History

United Kingdom
- Name: Starling
- Namesake: Starling
- Builder: Harwich
- Launched: 1802
- Fate: Wrecked 1815
- Notes: Some sources conflate this vessel with Stirling

General characteristics
- Tons burthen: 185, or 186
- Armament: 10 × 9&6-pounder guns

= Starling (1802 ship) =

Starling was built at Harwich in 1802. She traded with Smyrna for some years and then became a West Indiaman. In 1810 a French privateer captured her, but the Royal Navy recaptured her within days. After the British East India Company lost its monopoly on the trade between Britain and India, Starling started trading to the Cape of Good Hope (the Cape, or CGH). She wrecked in 1815 off the English coast as she returned from a voyage to Batavia.

==Career==
Starling first appeared in Lloyd's Register (LR) in 1803 with W. Britton, master and owner, and trade London–Smyrna.

On 15–16 January 1806 a gale at Portsmouth resulted in some damage to vessels there, including Starling, Britten, master. Starling, Britton, master, arrived in the Downs on 22 December, having sailed from Smyrna on 13 October.

Lloyd's Register for 1810 showed Starlings master changing from Leigh to C. Coulson, her owner from Capt. & Co., to Barnes & Co., and her trade from London–Curacoa to London–Martinique.

On 25 July 1810 Starling, Coulson, master, was returning to London from Martinique and St Lucia when she encountered the French privateer Dame Ernouf, of 18 guns and 130 men, nine days into a cruise from Brest. Three days later, on 28 July, HMS Seine recaptured Starling off Brest.

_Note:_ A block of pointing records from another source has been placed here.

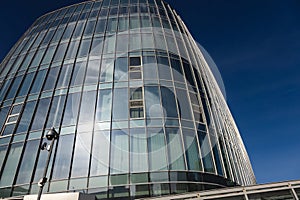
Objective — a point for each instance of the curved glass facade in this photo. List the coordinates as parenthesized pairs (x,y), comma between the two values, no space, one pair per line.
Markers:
(137,108)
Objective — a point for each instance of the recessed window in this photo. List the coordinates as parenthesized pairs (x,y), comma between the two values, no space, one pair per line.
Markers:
(136,103)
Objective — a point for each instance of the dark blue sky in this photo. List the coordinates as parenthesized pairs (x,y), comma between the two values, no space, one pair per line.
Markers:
(256,45)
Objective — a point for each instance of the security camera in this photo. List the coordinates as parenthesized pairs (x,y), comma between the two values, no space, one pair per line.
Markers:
(52,134)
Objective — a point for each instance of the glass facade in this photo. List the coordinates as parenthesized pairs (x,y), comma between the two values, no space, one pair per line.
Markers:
(137,108)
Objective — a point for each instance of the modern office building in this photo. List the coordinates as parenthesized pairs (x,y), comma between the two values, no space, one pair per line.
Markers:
(137,108)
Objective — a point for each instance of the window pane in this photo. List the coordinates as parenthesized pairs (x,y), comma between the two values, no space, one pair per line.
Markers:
(87,107)
(157,149)
(38,82)
(10,168)
(78,30)
(89,28)
(51,79)
(184,101)
(109,44)
(135,42)
(119,152)
(122,43)
(285,194)
(123,23)
(60,53)
(49,54)
(14,88)
(121,69)
(191,150)
(65,75)
(104,105)
(138,150)
(28,161)
(100,153)
(26,84)
(63,157)
(97,47)
(147,41)
(177,71)
(38,57)
(80,166)
(84,48)
(120,106)
(41,114)
(150,68)
(112,25)
(163,68)
(175,152)
(153,106)
(4,88)
(101,25)
(92,73)
(3,115)
(58,34)
(135,61)
(3,150)
(205,151)
(55,112)
(107,69)
(78,74)
(26,117)
(168,102)
(71,110)
(72,50)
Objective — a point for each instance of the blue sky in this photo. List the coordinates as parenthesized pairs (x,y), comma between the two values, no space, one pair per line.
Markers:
(256,45)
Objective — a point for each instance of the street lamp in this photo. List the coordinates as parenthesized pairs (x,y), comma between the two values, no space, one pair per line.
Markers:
(52,135)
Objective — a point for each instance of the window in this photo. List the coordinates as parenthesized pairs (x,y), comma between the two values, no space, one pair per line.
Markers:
(135,68)
(136,103)
(12,119)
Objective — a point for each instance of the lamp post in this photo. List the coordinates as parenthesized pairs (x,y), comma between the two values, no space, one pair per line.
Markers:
(52,135)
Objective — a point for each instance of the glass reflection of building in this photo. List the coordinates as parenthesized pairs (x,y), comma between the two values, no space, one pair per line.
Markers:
(137,108)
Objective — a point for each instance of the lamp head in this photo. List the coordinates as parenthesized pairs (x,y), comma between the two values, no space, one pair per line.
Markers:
(52,134)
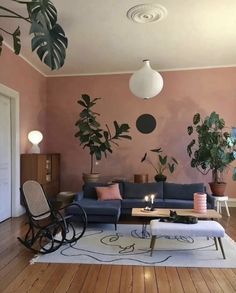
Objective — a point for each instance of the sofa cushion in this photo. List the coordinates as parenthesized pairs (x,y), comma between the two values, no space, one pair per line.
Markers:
(96,207)
(139,190)
(181,191)
(110,192)
(89,189)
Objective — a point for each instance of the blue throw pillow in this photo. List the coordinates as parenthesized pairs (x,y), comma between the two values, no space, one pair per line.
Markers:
(139,190)
(182,191)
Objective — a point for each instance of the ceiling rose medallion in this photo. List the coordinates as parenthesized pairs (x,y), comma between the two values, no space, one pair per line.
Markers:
(144,13)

Lloyd's Register for 1813 showed Stirling with R. Sharp, master, changing to W. Thorp, and then to R. Stamp. Her trade was London–Gibraltar.

On 18 January 1814 Starling, Stamp, master, was two days away from Madeira on a voyage from London to the Cape. On 24 January she put into Santa Cruz de Tenerife to repair weather damage. She sailed on the 29th for the Cape.

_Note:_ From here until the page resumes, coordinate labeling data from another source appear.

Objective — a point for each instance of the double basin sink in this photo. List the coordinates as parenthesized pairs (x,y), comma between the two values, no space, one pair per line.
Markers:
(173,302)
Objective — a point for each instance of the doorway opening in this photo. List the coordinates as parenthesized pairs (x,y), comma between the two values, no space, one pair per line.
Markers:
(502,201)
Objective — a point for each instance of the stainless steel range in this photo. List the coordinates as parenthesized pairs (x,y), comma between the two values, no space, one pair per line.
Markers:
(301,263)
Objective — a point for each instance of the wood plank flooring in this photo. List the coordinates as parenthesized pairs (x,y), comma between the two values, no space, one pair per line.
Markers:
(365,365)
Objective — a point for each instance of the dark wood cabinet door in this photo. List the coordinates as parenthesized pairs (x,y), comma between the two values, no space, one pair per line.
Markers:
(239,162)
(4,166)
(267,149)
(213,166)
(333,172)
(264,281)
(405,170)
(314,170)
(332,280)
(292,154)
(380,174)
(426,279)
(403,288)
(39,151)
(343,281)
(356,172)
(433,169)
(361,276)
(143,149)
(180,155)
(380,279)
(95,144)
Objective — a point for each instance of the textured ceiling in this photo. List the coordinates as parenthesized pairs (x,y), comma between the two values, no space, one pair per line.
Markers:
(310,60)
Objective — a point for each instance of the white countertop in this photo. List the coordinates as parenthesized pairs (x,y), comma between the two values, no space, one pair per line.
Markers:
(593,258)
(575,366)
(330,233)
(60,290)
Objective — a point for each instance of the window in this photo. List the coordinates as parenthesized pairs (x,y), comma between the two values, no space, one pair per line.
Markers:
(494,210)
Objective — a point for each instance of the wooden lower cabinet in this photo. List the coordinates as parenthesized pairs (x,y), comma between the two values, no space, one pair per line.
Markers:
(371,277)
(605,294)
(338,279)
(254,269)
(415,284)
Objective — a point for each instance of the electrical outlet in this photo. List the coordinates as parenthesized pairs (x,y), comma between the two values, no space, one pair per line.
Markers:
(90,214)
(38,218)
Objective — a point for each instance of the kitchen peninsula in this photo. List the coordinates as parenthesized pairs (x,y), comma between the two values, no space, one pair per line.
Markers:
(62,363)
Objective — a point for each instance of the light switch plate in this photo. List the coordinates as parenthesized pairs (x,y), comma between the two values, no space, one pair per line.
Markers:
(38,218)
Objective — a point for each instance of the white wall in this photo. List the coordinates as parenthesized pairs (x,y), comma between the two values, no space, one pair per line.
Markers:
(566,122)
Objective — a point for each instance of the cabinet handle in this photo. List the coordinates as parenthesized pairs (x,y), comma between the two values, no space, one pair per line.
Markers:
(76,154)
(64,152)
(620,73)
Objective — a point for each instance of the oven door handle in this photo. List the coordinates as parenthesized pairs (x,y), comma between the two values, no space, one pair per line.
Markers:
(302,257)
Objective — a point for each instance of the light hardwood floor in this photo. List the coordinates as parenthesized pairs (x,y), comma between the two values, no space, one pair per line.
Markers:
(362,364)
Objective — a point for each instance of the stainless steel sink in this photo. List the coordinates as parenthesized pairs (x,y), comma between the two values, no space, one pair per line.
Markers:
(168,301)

Lloyd's Register for 1815 showed Starling with R. Stamp, master, Sinclair & Co., owner, and trade London–CGH.

==Fate==
On 10 February 1815 Lloyd's List reported that Starling, Stamp, master, from Batavia, and Mary Ann, Arbuthnot, master, from Madras and Île de France, both via the Cape of Good Hope and Saint Helena, had arrived in the Downs, having earlier parted from their convoy. On the 13th Starling stranded at Birling Gap, near Beachy Head. Her crew were saved. Most of her stores were saved, as were 2100 bags of coffee, and some sugar. It was expected that the ebony she was carrying would also be saved.